Dr. Lewis is an associate professor of English in the Rhetoric and Professional Writing program at Oklahoma State University. She also serves as the Director of the First-Year Composition program. Her research focuses on digital, visual and new media rhetorics and writing studies pedagogies.This is an open access, web-born publication located at http://ccdigitalpress.org/ebooks-and-projects/strategic

John Trimbur's much-cited 1991 essay, "Literacy and the Discourse of Crisis," persuasively argues for a view of literacy crisis discourse as "always strategic," and demonstrates the ways in which it has reified "the meritocratic educational order" (285-286). This project considers Trimbur's argument close to 25 years later, examining twenty-first century literacy crisis discourses immersed inextricably in a technological age.

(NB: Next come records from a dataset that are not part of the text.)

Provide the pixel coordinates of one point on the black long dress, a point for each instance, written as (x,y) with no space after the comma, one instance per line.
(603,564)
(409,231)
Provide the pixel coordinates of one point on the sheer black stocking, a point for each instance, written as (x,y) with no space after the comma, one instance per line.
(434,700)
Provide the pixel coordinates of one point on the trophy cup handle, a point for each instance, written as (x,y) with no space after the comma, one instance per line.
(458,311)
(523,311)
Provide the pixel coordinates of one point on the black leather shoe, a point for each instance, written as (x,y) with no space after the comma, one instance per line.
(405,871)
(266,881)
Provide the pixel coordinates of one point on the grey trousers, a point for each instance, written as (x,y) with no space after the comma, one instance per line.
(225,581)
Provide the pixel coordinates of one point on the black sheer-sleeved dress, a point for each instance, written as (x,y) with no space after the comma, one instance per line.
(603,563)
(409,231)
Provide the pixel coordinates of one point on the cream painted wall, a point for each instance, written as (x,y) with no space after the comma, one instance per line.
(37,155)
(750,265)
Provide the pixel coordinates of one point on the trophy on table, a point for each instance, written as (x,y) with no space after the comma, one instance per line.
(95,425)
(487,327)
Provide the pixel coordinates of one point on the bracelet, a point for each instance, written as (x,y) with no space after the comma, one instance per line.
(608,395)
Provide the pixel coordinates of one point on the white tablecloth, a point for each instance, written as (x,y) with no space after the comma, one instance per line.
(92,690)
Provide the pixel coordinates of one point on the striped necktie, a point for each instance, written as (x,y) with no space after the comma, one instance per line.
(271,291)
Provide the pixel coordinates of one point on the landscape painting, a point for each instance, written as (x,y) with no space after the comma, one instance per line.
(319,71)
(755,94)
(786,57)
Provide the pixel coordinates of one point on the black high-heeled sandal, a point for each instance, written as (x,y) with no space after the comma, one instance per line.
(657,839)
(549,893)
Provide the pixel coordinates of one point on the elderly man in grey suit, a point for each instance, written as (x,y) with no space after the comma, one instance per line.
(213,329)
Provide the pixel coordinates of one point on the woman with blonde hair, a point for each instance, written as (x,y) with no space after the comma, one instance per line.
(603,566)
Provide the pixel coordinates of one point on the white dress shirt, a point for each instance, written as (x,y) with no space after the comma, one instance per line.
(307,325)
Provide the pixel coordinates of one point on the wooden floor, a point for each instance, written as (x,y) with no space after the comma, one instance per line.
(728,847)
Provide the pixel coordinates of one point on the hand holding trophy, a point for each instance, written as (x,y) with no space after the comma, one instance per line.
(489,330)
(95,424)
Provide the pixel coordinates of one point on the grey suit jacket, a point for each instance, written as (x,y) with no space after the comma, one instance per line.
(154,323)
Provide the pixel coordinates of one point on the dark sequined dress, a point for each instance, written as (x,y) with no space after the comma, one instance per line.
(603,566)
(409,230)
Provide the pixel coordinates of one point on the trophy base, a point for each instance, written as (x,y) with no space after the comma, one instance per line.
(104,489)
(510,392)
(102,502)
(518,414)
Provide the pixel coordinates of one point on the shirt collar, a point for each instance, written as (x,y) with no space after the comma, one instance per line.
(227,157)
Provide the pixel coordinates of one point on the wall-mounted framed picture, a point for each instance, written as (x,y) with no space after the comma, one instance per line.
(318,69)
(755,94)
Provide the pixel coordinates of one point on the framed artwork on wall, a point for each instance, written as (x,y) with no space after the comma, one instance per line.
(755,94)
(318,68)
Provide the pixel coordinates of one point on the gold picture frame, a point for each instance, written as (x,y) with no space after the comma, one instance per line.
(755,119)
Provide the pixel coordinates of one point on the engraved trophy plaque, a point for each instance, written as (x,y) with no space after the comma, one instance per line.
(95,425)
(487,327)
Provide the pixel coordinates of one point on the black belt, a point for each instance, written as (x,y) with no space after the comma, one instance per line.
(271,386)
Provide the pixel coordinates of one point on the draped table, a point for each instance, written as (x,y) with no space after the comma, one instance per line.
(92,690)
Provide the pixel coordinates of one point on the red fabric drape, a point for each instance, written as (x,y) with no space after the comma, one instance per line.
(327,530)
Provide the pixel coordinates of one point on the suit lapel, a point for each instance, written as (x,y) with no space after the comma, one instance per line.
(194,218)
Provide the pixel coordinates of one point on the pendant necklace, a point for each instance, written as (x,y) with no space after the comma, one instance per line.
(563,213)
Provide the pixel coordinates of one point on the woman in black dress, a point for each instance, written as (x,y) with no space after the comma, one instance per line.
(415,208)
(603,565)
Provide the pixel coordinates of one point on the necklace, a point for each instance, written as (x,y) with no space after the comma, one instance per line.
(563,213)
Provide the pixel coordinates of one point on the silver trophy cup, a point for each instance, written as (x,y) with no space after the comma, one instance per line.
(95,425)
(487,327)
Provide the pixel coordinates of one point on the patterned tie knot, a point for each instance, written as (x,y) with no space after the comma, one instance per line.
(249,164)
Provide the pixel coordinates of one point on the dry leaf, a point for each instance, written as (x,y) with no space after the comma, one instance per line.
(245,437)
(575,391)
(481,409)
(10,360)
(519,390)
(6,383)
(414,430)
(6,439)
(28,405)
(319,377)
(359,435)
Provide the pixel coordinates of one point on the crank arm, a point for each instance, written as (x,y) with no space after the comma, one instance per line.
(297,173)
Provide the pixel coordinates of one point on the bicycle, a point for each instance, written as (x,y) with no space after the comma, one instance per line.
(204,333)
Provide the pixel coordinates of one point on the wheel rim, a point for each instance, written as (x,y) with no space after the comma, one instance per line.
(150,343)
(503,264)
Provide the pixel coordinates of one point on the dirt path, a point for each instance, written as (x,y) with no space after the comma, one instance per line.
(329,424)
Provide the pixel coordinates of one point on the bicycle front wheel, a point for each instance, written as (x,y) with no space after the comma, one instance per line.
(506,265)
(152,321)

The contributors to this project contextualize their arguments by considering a variety of student writers through differing lenses. They interrogate widely circulating crisis tropes such as multitasking and hyper attention, plagiarism, needs for proceduracy literacy or demands for cultural literacy and decorum. They document and explore the braille literacy crisis, and the ever-present crisis of basic writing. Last, John Trimbur updates his argument at the close of the book, through an examination of historical, political, and economic pressures and fears, which inform literacy crisis tropes.

Our digital era has deepened old fissures and generated new ones. Inequality persists. Nevertheless, each contributor expresses optimism and agrees that literacy practices in the digital age present real opportunities. They also argue that literacy crisis discourses in the Internet age, whether new or old, remain strategic.